A servant entered the room at this moment. He came to say that Mr. Grimstone had been waiting below for some time, and was anxious to see Mr. Bulstrode.

Talbot and John went down-stairs together. They found Mr. Joseph Grimstone sitting at a table in a comfortable room that had lately been sacred to Mrs. Powell, with the shaded lamp drawn close to his elbow, and a greasy little memorandum-book open before him. He was thoughtfully employed making notes in this memorandum-book with a stumpy morsel of lead-pencil – when do these sort of people begin their pencils, and how is it that they always seem to have arrived at the stump? – when the two gentlemen entered.

John Mellish leaned against the mantel-piece, and covered his face with his hand. For any practical purpose, he might as well have been in his own room. He knew nothing of Talbot's reason for this interview with the detective officer. He had no shadowy idea, no growing suspicion shaping itself slowly out of the confusion and obscurity, of the identity of the murderer. He only knew that his Aurora was innocent; that she had indignantly refuted his base suspicion; and that he had seen the truth, radiant as the light of inspiration, shining out of her beautiful face.

Mr. Bulstrode rang, and ordered a bottle of sherry for the delectation of the detective; and then, in a careful and business-like manner, he recited all that he had been able to discover upon the subject of the murder. Joseph Grimstone listened very quietly, following Talbot Bulstrode with a shining track of lead-pencil hieroglyphics over the greasy paper, just as Tom Thumb strewed crumbs of bread in the forest-pathway, with a view to his homeward guidance. The detective only looked up now and then to drink a glass of sherry, and smack his lips with the quiet approval of a connoisseur. When Talbot had told all that he had to tell, Mr. Grimstone thrust the memorandum-book into a very tight breast-pocket, and taking his hat from under the chair upon which he had been seated, prepared to depart.

"If this information about the money is quite correct, sir," he said, "I think I can see my way through the affair; that is, if we can have the numbers of the notes. I can't stir a peg without the numbers of the notes."

Talbot's countenance fell. Here was a death-blow. Was it likely that Aurora, that impetuous and unbusiness-like girl, had taken the numbers of the notes, which, in utter scorn and loathing, she had flung as a last bribe to the man she hated?

"I'll go and make inquiries of Mrs. Mellish," he said; "but I fear it is scarcely likely I shall get the information you want."

He left the room; but five minutes afterwards returned triumphant.

"Mrs. Mellish had the notes from her father," he said. "Mr. Floyd took a list of the numbers before he gave his daughter the money."

"Then if you'll be so good as to drop Mr. Floyd a line, asking for that list by return of post, I shall know how to act," replied the detective. "I haven't been idle this afternoon, gentlemen, any more than you. I went back after I parted with you, Mr. Bulstrode, and had another look at the pond. I found something to pay me for my trouble."

He took from his waistcoat-pocket a small object, which he held between his finger and thumb.

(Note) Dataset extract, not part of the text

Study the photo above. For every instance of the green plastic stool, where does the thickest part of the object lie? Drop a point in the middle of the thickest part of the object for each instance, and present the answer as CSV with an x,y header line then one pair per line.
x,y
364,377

Talbot and John looked intently at this dingy object, but could make nothing out of it. It seemed to be a mere disc of rusty metal.

"It's neither more nor less than a brass button," the detective said, with a smile of quiet superiority; "maker's name, Crosby, Birmingham. There's marks upon it which seem uncommon like blood; and unless I'm very much mistaken, it'll be found to fit pretty correct into the barrel of your pistol, Mr. Mellish. So what we've got to do is to find a gentleman wearin', or havin' in his possession, a waistcoat with buttons by Crosby, Birmingham, and one button missin'; and if we happen to find the same gentleman changin' one of the notes that Mr. Floyd took the numbers of, I don't think we shall be very far off layin' our hands on the man we want."

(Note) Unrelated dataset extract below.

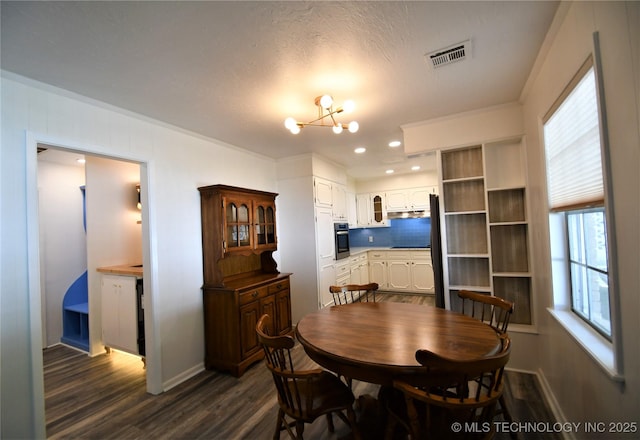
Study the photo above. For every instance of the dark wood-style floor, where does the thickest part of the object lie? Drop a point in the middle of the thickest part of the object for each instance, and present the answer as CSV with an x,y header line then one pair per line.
x,y
105,397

With which oracular speech Mr. Grimstone departed, charged with a commission to proceed forthwith to Doncaster, to order the immediate printing and circulating of a hundred bills, offering a reward of 200l. for such information as would lead to the apprehension of the murderer of James Conyers. This reward to be given by Mr. Mellish, and to be over and above any reward offered by the Government.

CHAPTER XII.

THE BRASS BUTTON BY CROSBY, BIRMINGHAM

Mr. Matthew Harrison and Captain Prodder were both accommodated with suitable entertainment at the sign of the Crooked Rabbit; but while the dog-fancier appeared to have ample employment in the neighbourhood, – employment of a mysterious nature, which kept him on the tramp all day, and sent him home at sunset, tired and hungry, to his hostelry, – the sailor, having nothing whatever to do, and a great burden of care upon his mind, found the time hang very heavily upon his hands; although, being naturally of a social and genial temper, he made himself very much at home in his strange quarters. From Mr. Harrison the captain obtained much information respecting the secret of all the sorrow that had befallen his niece. The dog-fancier had known James Conyers from his boyhood; had known his father, the "swell" coachman of a Brighton Highflyer, or Sky-rocket, or Electric, and the associate of the noblemen and gentlemen of that princely era, in which it was the right thing for the youthful aristocracy to imitate the manners of Mr. Samuel Weller, senior. Matthew Harrison had known the trainer in his brief and stormy married life, and had accompanied Aurora's first husband as a humble dependent and hanger-on in that foreign travel which had been paid for out of Archibald Floyd's cheque-book. The honest captain's blood boiled as he heard that shameful story of treachery and extortion practised upon an ignorant school-girl. Oh, that he had been by to avenge those outrages upon the child of the dark-eyed sister he had loved! His rage against the undiscovered murderer of the dead man was redoubled when he remembered how comfortably James Conyers had escaped from his vengeance.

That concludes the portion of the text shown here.